The difference between lying on your back and front is quite unusual. If you have tried both in the last month it has had no effect on your AHI which, as I referred to before, is very low. It is probably worth while practising sleeping on your back as it can only help. Just keep and eye on your AHI and make sure it doesn't go up much if you are spending more time on your back.

I just realised that I missed a question on your original post "is there a better machine out there that can sense I am awake and will automatically lowers the pressure?". To answer the first part, all CPAP machines are the same in regard to how well they treat your OSA. All that separates them is the secondary features. On that note, the answer to the second part of your questions is yes, there is a machine that senses when you are awake and automatically drops the pressure for you.

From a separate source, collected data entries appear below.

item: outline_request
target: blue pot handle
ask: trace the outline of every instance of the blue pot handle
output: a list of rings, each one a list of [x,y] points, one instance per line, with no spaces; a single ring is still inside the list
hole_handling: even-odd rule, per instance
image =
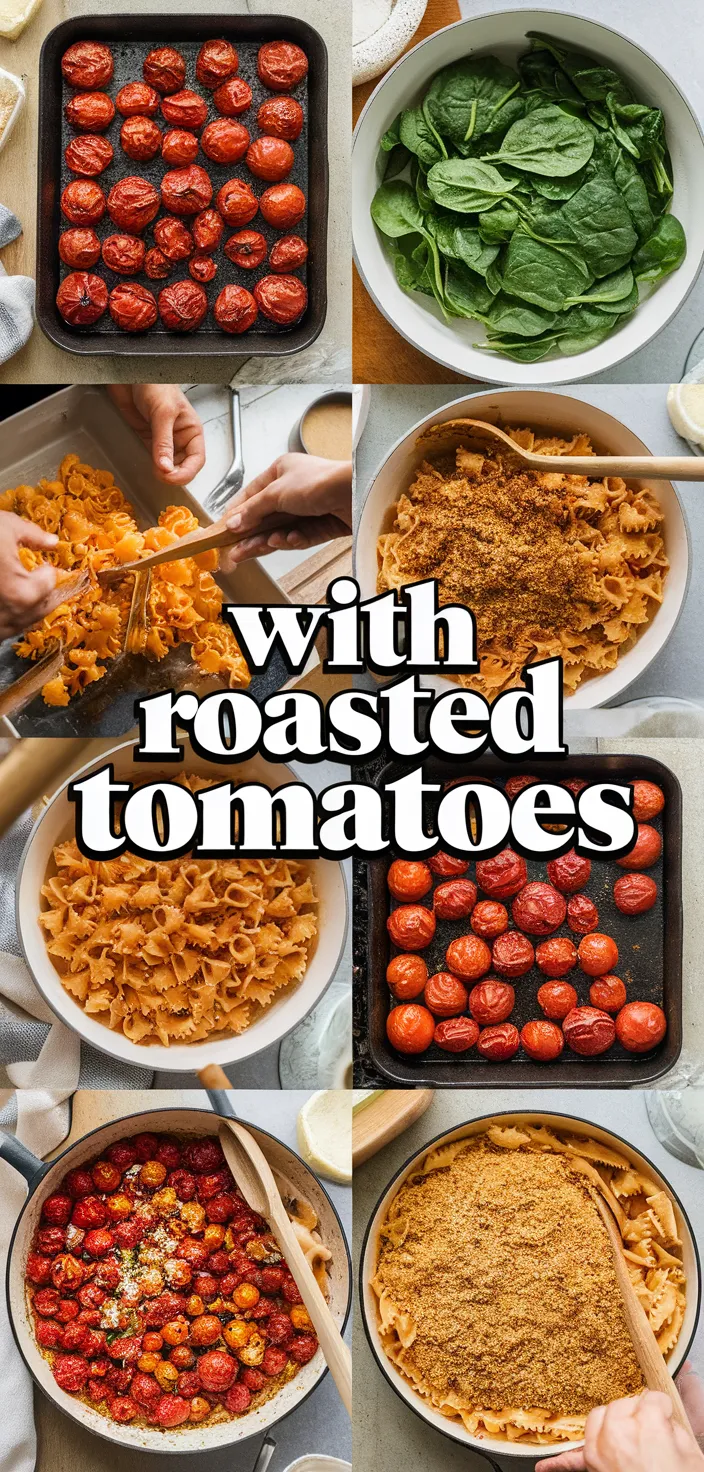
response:
[[[6,1135],[4,1130],[0,1130],[0,1159],[6,1160],[8,1165],[24,1176],[30,1190],[38,1186],[42,1176],[45,1176],[50,1169],[43,1160],[33,1155],[21,1140],[16,1139],[14,1135]]]
[[[224,1114],[226,1119],[236,1119],[232,1096],[227,1089],[206,1089],[215,1114]]]

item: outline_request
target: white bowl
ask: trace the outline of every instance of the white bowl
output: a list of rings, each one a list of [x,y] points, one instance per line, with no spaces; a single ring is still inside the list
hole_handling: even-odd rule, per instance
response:
[[[502,1125],[515,1124],[519,1126],[527,1121],[534,1121],[556,1130],[567,1128],[570,1134],[590,1135],[592,1139],[598,1140],[602,1144],[610,1145],[612,1149],[620,1150],[623,1154],[627,1155],[637,1170],[642,1171],[644,1175],[656,1181],[658,1186],[672,1198],[679,1235],[682,1240],[682,1260],[687,1276],[687,1306],[685,1309],[684,1323],[677,1344],[666,1357],[667,1366],[672,1375],[676,1374],[677,1370],[684,1363],[696,1331],[701,1299],[701,1270],[694,1233],[685,1215],[684,1208],[672,1187],[660,1172],[656,1170],[655,1166],[651,1164],[647,1156],[641,1155],[640,1151],[634,1145],[630,1144],[627,1140],[623,1140],[620,1135],[614,1135],[609,1130],[601,1129],[599,1125],[592,1124],[589,1120],[582,1120],[571,1114],[552,1114],[538,1109],[524,1111],[512,1110],[510,1113],[485,1115],[481,1119],[473,1119],[466,1124],[460,1124],[456,1129],[448,1130],[446,1134],[439,1135],[434,1140],[429,1140],[423,1146],[422,1150],[416,1151],[412,1158],[406,1161],[405,1165],[394,1176],[380,1201],[377,1203],[374,1214],[367,1227],[362,1248],[360,1296],[362,1300],[364,1328],[372,1353],[391,1388],[396,1391],[396,1394],[401,1397],[401,1400],[405,1401],[407,1406],[410,1406],[411,1410],[415,1411],[424,1421],[427,1421],[428,1425],[433,1426],[436,1431],[441,1431],[450,1440],[459,1441],[463,1446],[476,1448],[477,1451],[483,1452],[485,1456],[527,1458],[532,1466],[536,1456],[557,1455],[558,1452],[570,1451],[573,1448],[581,1446],[582,1442],[561,1441],[556,1444],[552,1451],[548,1447],[538,1448],[528,1446],[527,1444],[521,1446],[520,1444],[502,1441],[499,1437],[490,1436],[488,1433],[483,1433],[481,1437],[471,1436],[460,1421],[450,1420],[448,1416],[443,1416],[440,1411],[435,1409],[430,1401],[427,1401],[404,1379],[393,1361],[384,1352],[379,1335],[377,1298],[371,1287],[371,1279],[374,1276],[376,1267],[379,1230],[391,1202],[400,1191],[404,1181],[412,1174],[418,1160],[422,1156],[427,1155],[431,1148],[441,1143],[449,1144],[453,1140],[469,1139],[472,1135],[481,1134],[492,1120],[498,1120]],[[539,1466],[540,1463],[538,1463]]]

The Icon series CPAP machines from Fisher & Paykel, and their new Sleep Style range, both have a feature called Sense Awake which does exactly that. If it thinks you have woken it will automatically drop the pressure back to a pre set level. I have seen it work very well and I have seen instances where it gets thoroughly confused and fails utterly (activating 30 or more times/night when it shouldn't be). It would be far cheaper to try getting used to sleeping on your back as much as possible before shelling out on a new machine.

Out of curiosity, do you know if you have C-Flex turned on?